PDF Viewer/Scanner/Importer Screen with Database Storage

unclepetecorner
This week’s Uncle Pete’s corner will be looking at my PDF Viewer/Scanner/Importer Screen. We will be storing the images in a Hyperfile C/S database. This will be 100% native WinDev code no ActiveX or .NET required!

One of my very early projects involved document storage. That was a long time ago! The documents weren’t stored on stone tablets but lets just say the technology has changed quite a bit since I got started. Since those days, nearly every application I have created I have added document storage capabilities. It’s been one of those bell and whistle features that has often move my applications to the top of the list when doing demos. And one of the most used features, even by clients that originally didn’t think they wanted document storage. As you will see in this article, with some forethought to the design you can have a document storage solution that you can incorporate into your projects very quickly.

I actually have a few different document storage solutions and approaches depending on the projects needs.

One of the first decisions to make is whether you will store the images in the database or as physical files. Each has advantages and disadvantages.

When storing images in a database some of the disadvantages are:

  1. The database can get very large
  2. In a recovery situation a database is not available until it is fully restored, and with a large database that can take several hours.
  3. Often to perform the required functions on the image a physical file is required, so you often have to move the image from the database to a temporary file, which adds some overhead and time to those functions
  4. The images can not be manipulated outside of your software. Such as archiving or deleting of old images.

And some of the advantages are:

  1. No special network drive access is required. Security is handled via your normal database and application security
  2. When dealing with remote access users #1 becomes even more important.
  3. Backup of the images is handled by your normal database backup processes
  4. The images can not be manipulated outside of your software. Yeah I know its on both the disadvantages and advantages list, just think about it 😉

When storing images as physical files some of the disadvantages are:

  1. A large number of files in an single directory can cause performance issues.
  2. Backups of individual files can be an issue
  3. Any users of the application must have network read/write access to the location of the files
  4. Remote users further complicate #3
  5. Images can be manipulated outside of your application. Combined with #3 this can be very dangerous.

And some of the advantages are:

  1. In a recovery situation the application can be up and running, and the images just not be available immediately. And as the images are restored they become available one by one.
  2. Security is much easier to control
  3. Images can be manipulated outside of your application. Again yeah its on both list, but this is very handy if you want to archive a group of files or remove old files, etc.

For this article we will be storing images in the database. To combat some of the disadvantages of this approach, I setup a separate database (“Document Store”) just for the images database. This allows it to be backup and restored separated from the normal database as well as reside on a separate server if needed.

2014-02-06_2016

The next conversation generally have with my clients is how robust and feature rich of a solution is required. A native WinDev solution is possible but it lacks some of the higher end features and performance of my AcitveX solution, such as rotating images, editing individual pages of a multipage document, performance issues on large PDF files, handling of more file formats, etc.

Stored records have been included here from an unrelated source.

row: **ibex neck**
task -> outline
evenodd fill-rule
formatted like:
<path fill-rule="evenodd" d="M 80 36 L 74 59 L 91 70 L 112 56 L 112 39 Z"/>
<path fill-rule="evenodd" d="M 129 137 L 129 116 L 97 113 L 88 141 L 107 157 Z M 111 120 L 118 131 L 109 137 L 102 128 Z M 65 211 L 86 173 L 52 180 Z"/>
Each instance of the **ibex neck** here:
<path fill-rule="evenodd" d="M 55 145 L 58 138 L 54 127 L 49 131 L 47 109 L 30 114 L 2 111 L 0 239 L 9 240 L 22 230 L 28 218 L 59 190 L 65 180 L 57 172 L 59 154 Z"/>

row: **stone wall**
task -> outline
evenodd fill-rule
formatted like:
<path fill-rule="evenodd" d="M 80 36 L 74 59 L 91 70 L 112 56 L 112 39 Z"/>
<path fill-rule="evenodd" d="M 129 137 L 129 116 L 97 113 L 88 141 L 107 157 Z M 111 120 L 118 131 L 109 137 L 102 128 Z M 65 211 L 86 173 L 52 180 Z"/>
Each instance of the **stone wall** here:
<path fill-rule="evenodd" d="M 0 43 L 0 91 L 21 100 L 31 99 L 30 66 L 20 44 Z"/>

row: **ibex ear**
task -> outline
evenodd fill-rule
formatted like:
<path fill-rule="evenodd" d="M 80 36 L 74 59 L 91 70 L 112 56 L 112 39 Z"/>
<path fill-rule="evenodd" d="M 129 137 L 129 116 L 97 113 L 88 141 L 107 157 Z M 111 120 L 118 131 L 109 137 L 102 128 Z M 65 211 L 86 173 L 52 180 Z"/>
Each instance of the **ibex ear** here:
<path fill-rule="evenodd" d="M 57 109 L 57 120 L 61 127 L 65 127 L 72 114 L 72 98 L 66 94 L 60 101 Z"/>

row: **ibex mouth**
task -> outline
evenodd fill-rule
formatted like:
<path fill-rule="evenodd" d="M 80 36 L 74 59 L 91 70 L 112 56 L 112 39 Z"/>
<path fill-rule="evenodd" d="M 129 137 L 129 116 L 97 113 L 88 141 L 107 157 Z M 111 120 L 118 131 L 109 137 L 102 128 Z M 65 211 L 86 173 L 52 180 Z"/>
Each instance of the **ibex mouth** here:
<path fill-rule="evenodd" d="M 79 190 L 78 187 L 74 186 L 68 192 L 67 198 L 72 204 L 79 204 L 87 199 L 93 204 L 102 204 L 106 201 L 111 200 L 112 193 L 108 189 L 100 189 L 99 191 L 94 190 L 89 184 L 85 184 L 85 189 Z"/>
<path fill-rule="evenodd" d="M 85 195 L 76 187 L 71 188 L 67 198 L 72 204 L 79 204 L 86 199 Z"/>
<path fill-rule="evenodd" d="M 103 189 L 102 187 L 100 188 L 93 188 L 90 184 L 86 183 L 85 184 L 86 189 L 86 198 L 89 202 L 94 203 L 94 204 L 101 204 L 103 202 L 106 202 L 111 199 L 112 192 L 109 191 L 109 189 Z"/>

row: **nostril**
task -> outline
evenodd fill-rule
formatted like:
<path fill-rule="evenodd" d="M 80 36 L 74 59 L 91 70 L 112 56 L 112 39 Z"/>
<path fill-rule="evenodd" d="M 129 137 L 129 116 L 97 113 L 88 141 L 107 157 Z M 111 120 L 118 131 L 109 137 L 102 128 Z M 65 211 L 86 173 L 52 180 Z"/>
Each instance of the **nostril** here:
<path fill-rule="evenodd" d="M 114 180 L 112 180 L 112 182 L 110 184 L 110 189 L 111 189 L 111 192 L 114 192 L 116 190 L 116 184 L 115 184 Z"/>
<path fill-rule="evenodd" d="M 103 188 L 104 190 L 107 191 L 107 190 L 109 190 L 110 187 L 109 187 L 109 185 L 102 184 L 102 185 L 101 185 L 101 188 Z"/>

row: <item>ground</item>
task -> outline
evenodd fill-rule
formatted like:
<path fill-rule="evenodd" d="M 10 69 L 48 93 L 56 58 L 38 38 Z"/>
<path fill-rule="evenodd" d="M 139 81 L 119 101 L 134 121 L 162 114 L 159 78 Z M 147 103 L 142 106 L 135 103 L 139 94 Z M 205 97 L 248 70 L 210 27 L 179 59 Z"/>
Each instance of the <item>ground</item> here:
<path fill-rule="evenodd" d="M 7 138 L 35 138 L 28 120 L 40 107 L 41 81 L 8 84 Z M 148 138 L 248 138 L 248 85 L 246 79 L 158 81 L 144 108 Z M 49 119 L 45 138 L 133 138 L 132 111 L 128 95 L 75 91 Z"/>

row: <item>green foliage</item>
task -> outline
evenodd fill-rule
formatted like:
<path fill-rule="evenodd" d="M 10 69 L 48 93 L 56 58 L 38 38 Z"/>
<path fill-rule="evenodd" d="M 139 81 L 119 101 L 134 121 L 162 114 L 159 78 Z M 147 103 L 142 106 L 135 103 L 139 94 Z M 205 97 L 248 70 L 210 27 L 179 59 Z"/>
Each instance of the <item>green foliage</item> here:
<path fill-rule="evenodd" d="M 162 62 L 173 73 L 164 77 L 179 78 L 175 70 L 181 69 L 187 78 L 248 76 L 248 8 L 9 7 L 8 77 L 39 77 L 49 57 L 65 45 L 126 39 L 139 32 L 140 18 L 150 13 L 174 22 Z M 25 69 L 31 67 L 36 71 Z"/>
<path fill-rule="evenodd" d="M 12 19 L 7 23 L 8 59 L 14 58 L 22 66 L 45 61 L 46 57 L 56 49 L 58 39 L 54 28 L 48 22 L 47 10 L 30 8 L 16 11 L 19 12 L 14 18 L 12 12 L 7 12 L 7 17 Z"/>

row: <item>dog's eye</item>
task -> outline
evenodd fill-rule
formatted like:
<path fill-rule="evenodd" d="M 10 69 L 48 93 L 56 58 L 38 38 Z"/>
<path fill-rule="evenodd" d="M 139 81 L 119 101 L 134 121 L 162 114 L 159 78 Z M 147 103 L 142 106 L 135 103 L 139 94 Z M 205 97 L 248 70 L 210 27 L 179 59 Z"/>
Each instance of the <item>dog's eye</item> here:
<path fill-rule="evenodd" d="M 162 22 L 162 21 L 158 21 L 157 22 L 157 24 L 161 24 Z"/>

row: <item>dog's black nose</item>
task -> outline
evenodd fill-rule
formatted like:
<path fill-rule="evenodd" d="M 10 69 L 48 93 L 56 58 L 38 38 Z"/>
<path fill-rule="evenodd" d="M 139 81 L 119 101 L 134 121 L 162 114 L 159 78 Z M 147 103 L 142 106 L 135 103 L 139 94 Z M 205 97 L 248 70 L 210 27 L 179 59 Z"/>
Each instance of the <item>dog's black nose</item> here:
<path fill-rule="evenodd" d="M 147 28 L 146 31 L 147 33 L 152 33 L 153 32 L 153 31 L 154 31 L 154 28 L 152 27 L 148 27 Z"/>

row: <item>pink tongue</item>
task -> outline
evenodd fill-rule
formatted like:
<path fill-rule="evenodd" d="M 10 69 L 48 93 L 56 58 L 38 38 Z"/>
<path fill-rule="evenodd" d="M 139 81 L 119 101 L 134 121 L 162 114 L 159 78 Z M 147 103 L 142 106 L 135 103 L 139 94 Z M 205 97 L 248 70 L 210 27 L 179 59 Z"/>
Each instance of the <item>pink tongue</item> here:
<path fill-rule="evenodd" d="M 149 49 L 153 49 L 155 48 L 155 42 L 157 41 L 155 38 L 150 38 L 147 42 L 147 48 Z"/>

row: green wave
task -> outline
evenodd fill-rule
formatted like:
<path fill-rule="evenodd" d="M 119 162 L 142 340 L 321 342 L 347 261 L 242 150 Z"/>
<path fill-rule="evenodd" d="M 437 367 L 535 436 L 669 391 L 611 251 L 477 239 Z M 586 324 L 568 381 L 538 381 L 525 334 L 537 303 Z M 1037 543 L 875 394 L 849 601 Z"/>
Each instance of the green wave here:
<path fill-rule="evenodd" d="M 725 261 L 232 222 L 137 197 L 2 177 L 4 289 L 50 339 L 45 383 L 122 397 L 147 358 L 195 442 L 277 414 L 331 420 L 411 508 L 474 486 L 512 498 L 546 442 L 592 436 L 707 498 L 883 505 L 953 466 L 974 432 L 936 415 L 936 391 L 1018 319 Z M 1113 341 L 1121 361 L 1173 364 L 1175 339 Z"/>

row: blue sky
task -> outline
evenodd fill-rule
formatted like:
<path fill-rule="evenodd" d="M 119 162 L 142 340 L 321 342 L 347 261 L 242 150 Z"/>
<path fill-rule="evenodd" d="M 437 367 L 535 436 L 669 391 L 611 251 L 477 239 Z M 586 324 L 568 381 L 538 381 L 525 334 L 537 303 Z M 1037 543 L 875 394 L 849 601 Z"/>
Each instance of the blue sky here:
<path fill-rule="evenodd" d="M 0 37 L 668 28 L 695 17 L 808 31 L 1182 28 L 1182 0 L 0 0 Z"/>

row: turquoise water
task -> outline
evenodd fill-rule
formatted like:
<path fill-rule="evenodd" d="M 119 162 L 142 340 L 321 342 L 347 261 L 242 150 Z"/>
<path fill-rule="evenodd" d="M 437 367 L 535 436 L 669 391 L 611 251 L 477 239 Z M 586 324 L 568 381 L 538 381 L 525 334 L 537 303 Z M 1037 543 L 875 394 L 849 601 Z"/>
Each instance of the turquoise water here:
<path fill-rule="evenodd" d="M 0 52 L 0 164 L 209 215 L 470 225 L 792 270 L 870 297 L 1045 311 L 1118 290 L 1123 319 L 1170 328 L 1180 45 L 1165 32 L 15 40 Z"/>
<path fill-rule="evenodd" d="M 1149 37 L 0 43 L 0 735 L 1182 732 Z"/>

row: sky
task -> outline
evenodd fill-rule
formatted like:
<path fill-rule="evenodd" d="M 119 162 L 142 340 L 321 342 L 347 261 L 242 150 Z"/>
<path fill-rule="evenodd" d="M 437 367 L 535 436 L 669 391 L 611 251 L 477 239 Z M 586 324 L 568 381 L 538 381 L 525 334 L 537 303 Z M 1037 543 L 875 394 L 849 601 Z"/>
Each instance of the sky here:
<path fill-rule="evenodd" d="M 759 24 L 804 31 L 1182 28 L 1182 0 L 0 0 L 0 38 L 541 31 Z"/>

Today we are looking at the Native WinDev solution.

So let’s get started. The “Document Store” database only has one table in it. Let’s look at that structure.

2014-02-07_0629

First it has a Auto-incrementing primary key (DocumentID). What self respecting database table doesn’t?

Next is Document, which is the binary field that will actually hold the image.

LinkTable and LinkID, allow a document to be attached to any record in the database. Remember I wanted this solution to be something that I could easily drop into any project. Later we will see these used along with the magic of indirection to provide a portable solution.

DateAdded and AddedByPersonID is something that I do with many of my tables for audit (err finger pointing) purposes.

As you can see nothing elaborate with the table design at all. Let move on to the Viewing/Scanning screen.

You don’t get as old as I am in this field without learning a few rules to live by.

Rule # 14, Never write anything from scratch, if you can borrow something and modify it to your needs. 

One of the first places I look for a likely suspect to borrow from is examples that came with WinDev, and in this case there is one that fits the bill nicely called “WD PDF Viewer”. So I started with that screen and then changes things around to suit my purposes. A word of warning about the examples however, many of them are teaching examples and/or were written in older versions of WinDev, so the code isn’t always production level code, I always review and modify all the code, I just use the examples as a springboard for my solution, never a drop in solution.

Well I guess I have stalled enough lets move on and look at the actual solution. Here is a screen shot of the Viewer/Scanner in a production application.

2014-02-07_0651

So let’s start picking this screen apart and looking at the code that makes it work, starting with the Global Declaration code.

2014-02-07_0657

It accepts 3 parameters:

  1. DocumentID – the ID of the document record we are viewing / scanning. If 0 it means we will be creating a document record.
  2. LinkTable – A string value with the name of the table this record will be attached to.
  3. LinkID – An integer value with the Primary key value of specific record this record will be attached to.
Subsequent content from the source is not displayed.